“The key of the press is under his pillow,” said Ramond, lowering his voice; “he told me repeatedly to tell you so. You know what you have to do?”
Clotilde made an effort to remember and to answer.
“What I have to do? About the papers, is it not? Yes, yes, I remember; I am to keep the envelopes and to give you the other manuscripts. Have no fear, I am quite calm, I will be very reasonable. But I will not leave him; I will spend the night here very quietly, I promise you.”
She was so unhappy, she seemed so resolved to watch by him, to remain with him, until he should be taken away, that the young physician allowed her to have her way.
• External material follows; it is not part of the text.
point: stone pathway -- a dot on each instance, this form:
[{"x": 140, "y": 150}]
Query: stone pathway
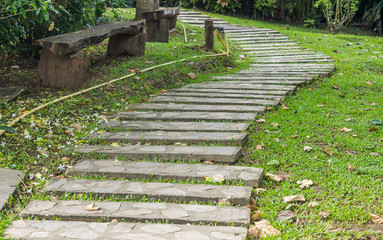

“Well, I will leave you now. They will be expecting me at home. Then there are all sorts of formalities to be gone through—to give notice at the mayor’s office, the funeral, of which I wish to spare you the details. Trouble yourself about nothing. Everything will be arranged to-morrow when I return.”
He embraced her once more and then went away. And it was only then that Martine left the room, behind him, and locking the hall door she ran out into the darkness.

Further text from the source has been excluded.